Il paraît qu'il y a deux millions de poreurs de plumes en France. Dont trois mille gagnent plus de 7400 euros par an et deux centaines de crésus qui arrivent au smic.

Les exemples de misère profonde rempliraient plusieurs volumes.

Mais, que font les éditeurs ? Les éditeurs doivent payer le papier, l'imprimeur, le distributeur, les libraires. Après ça, il ne reste plus rien pour l'auteur. Ou, au mieux, par un extraordianaire miracle sans cesse recommencé, le nombre d'exemplaires vendus est, pile-poil le même que celui correspondant à l'aumone de l'avance.

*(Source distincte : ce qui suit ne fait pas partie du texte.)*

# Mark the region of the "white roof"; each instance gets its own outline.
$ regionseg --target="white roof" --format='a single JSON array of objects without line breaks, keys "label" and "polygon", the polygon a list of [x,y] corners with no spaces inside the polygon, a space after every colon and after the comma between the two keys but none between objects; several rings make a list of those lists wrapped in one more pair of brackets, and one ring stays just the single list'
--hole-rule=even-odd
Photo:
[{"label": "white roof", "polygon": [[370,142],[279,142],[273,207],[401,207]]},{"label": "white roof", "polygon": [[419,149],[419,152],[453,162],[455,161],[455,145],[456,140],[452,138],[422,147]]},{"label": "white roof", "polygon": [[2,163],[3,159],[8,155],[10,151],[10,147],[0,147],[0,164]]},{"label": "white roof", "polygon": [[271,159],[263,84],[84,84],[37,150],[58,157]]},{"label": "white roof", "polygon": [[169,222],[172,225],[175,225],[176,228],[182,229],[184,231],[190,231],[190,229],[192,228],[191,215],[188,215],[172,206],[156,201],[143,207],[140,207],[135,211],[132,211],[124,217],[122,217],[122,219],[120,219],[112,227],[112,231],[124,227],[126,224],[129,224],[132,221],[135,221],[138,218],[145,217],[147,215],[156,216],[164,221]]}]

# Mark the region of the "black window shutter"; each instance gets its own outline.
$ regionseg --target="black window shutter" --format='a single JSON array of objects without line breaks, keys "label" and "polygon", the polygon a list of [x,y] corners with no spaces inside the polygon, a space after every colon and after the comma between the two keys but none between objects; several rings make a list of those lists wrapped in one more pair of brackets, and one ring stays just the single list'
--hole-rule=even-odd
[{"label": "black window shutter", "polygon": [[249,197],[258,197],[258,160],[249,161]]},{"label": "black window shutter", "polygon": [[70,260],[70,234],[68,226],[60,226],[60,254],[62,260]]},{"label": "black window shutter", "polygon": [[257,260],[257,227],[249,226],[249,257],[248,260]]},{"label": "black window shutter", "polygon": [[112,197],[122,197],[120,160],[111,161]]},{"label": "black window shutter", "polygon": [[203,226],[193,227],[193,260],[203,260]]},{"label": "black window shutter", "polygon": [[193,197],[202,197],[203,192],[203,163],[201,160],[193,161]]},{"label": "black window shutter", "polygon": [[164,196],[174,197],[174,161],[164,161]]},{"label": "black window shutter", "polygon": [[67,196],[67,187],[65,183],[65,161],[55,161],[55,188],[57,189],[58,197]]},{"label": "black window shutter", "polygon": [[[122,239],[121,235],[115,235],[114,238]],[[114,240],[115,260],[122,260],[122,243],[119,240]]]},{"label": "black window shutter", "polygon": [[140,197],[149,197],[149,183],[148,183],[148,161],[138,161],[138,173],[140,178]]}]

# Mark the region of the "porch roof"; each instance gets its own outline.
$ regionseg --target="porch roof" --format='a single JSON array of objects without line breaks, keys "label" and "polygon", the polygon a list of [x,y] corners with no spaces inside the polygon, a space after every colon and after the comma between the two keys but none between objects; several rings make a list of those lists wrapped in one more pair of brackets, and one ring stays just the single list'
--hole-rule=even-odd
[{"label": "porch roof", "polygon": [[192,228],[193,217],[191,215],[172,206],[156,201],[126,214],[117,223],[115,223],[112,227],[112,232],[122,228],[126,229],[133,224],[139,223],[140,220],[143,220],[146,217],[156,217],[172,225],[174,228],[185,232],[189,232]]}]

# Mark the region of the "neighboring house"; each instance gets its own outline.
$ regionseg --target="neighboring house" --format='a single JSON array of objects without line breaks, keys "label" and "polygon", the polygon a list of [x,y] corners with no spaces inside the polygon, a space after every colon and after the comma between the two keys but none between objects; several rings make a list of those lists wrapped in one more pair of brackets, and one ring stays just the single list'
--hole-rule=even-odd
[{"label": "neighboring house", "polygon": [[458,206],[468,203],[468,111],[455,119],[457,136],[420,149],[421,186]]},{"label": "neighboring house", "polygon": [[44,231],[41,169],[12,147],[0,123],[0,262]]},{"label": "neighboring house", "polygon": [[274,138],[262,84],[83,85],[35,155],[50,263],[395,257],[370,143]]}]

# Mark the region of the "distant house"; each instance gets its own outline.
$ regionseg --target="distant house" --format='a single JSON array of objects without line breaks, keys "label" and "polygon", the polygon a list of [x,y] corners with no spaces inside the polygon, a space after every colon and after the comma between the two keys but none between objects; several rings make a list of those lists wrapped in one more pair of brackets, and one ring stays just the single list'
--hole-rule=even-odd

Il est une vérité bien ancrée dans le milieu de l'édition : si l'éditeur X publie un vague écrivain à succès, c'est, diront les éditeurs, pour pouvoir se permettre de publier de temps à autre (de moins en moins souvent) un auteur inconnu. Et voil l'éditeur se drapant sous la cape du mécène découvreur.

Et si, plus exactement, cet éditeur parvient à payer le contrat plantureux d'un best-selleureur, ne serait-ce pas plutôt grâce à l'argent économisé sur le dos décharné des auteurs inconnus ?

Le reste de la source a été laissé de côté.